それにしても、「文化の発達に功績・貢献のあった」女性は男性に比べて何と少ないとされているのでしょう。
その意味で、2016年の文化勲章は特筆すべき年だったといえます。この3人の女性は絵画・遺伝学・小説部門の方で、男性は細胞生物学・近世文学・作曲部門の方でした。いろいろな部門で優れた仕事をした方がバランスよく3人ずつ選ばれています。こうみてくると、ほかの年が男性に偏っているのが不思議になります。
文化の発達に対する貢献に点数はつけられない筈ですが、選ぶ人は何らかの物差しをつくって、それに沿って貢献度が高い低いとするのでしょう。その物差しがお金とか地位とか論文数とかになると、今の日本では男性の方が点数が高くなることが多い、その結果の偏りでしょう。物差しをかえれば、女性の方が貢献度が高くなる可能性が高い。つまりお金や地位の物差しを、人間の幸せ、平和、おだやかな老後などの物差しにすれば、点数の高い女性はたくさん出てきます。すぐにはその物差しが作れないとしたら、当分は文化勲章の受章者は男女半々ににすればいいのです。そのうち女性の方が多くなって偏ってくることを危ぶむなら、クオーター制のように、どちらかが40%を超えないとすればいいのです。それが今年の例になるというわけです。

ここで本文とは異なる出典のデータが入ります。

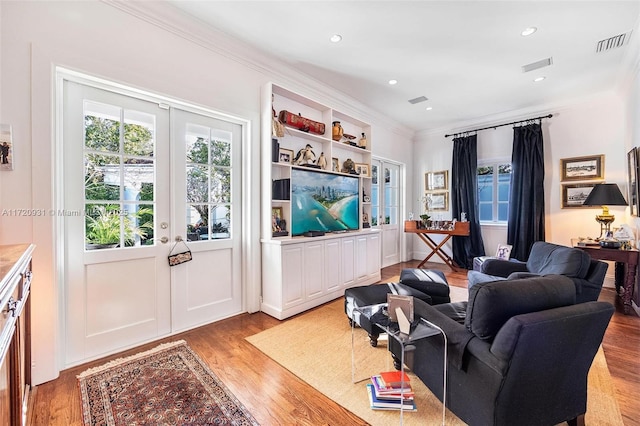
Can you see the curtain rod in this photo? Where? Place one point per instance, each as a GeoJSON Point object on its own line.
{"type": "Point", "coordinates": [500, 125]}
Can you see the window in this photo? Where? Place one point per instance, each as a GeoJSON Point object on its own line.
{"type": "Point", "coordinates": [494, 184]}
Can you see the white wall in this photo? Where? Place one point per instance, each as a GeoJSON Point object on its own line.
{"type": "Point", "coordinates": [99, 39]}
{"type": "Point", "coordinates": [591, 127]}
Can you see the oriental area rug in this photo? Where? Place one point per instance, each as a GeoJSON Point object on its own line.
{"type": "Point", "coordinates": [167, 385]}
{"type": "Point", "coordinates": [316, 346]}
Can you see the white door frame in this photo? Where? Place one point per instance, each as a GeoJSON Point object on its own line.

それにしても文化功労者はひどいです。受章者の数は2017年までは15人だったのが、18年から20人になりました。350万円の終身年金がつき、この功労者に選ばれた人の中から文化勲章の受章者は選ばれることになっています。ですから、この功労者のプールの中の女性が少ないと、文化勲章受章者に選ばれる確率も低くなります。

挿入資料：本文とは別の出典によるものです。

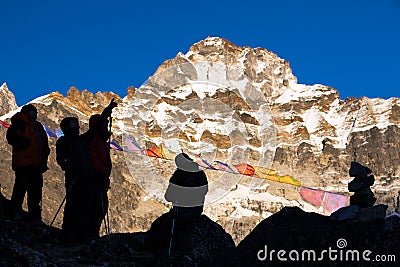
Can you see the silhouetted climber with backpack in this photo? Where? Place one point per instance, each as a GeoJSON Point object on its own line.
{"type": "Point", "coordinates": [360, 185]}
{"type": "Point", "coordinates": [83, 158]}
{"type": "Point", "coordinates": [30, 151]}
{"type": "Point", "coordinates": [96, 139]}
{"type": "Point", "coordinates": [73, 158]}
{"type": "Point", "coordinates": [187, 189]}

文化勲章受章者が男女同数の時もあったのですから、その母体となる文化功労者も女性が半数いてもおかしくないことになります。ところが、最近の5年間で一番比率が高い19年度の割合が25%です。16年が13%、17年が20%、18年は5%、そしてことしは0という惨憺たる数字です。何度も言いますが、「文化の発達に貢献する」しかたやその質や価値などは相対的なものです。主観的なものです。文化や学問に点数がつけられないように、絶対的な価値や評価があるはずがないのです。
菅さんの新政府が20人の文化功労者をが選びました。そこに女性は1人も選ばれていませんでした。男性中心の大変偏った選び方に対して、心底から怒りを感じています。性が全く無視されているではありませんか。世の中が様々な価値観を尊重し多様な生き方を模索している時に、一方の性だけに偏った人選をするとは時代錯誤ではありませんか。

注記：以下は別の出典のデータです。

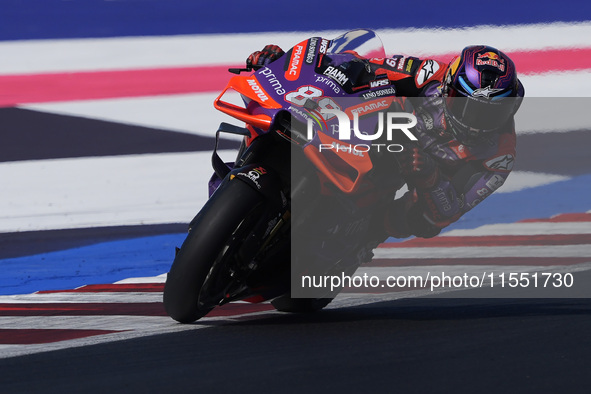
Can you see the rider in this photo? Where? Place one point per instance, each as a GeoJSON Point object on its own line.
{"type": "Point", "coordinates": [465, 129]}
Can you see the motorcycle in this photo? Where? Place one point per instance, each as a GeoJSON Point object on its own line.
{"type": "Point", "coordinates": [298, 200]}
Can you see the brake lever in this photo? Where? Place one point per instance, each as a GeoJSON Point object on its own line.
{"type": "Point", "coordinates": [248, 68]}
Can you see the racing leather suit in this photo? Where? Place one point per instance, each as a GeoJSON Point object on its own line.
{"type": "Point", "coordinates": [465, 175]}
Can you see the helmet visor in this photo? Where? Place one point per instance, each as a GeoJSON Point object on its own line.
{"type": "Point", "coordinates": [480, 114]}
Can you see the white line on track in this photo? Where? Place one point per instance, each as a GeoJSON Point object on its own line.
{"type": "Point", "coordinates": [36, 56]}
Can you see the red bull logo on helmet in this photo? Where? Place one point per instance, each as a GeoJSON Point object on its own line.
{"type": "Point", "coordinates": [490, 59]}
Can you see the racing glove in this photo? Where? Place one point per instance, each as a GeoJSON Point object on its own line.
{"type": "Point", "coordinates": [264, 57]}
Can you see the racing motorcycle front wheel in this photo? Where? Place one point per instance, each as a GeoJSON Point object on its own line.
{"type": "Point", "coordinates": [198, 278]}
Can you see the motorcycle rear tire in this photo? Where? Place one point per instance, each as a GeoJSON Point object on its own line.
{"type": "Point", "coordinates": [210, 232]}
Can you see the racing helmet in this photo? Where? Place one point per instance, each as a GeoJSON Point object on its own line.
{"type": "Point", "coordinates": [481, 92]}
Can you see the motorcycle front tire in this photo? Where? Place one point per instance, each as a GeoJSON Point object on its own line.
{"type": "Point", "coordinates": [210, 231]}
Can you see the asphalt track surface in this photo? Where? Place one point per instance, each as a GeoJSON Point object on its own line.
{"type": "Point", "coordinates": [411, 345]}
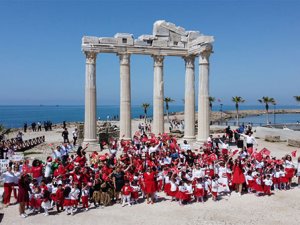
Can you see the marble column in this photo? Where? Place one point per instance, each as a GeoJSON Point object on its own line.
{"type": "Point", "coordinates": [203, 96]}
{"type": "Point", "coordinates": [125, 97]}
{"type": "Point", "coordinates": [189, 98]}
{"type": "Point", "coordinates": [90, 135]}
{"type": "Point", "coordinates": [158, 96]}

学術会議から推薦された候補者の6人を、菅さんは任命しなかった。その理由を問われて菅さんは、学術会議には多様性が大事だ、出身や大学にも偏りがみられる、と答えました。
文化功労者を選ぶのに女性ゼロという大変な偏りを冒している、そして自らの内閣の20人の閣僚の中2人しか女性を起用していないという、ものすごく偏った人事をしている菅さん、あなたの口から学術会議の会員の出身が偏っているだの、多様性が必要だなどと聞くとは思いませんでした。
ここではまず、変な理屈をつけないで、真正面から6人を任命しなかった理由を言ってください。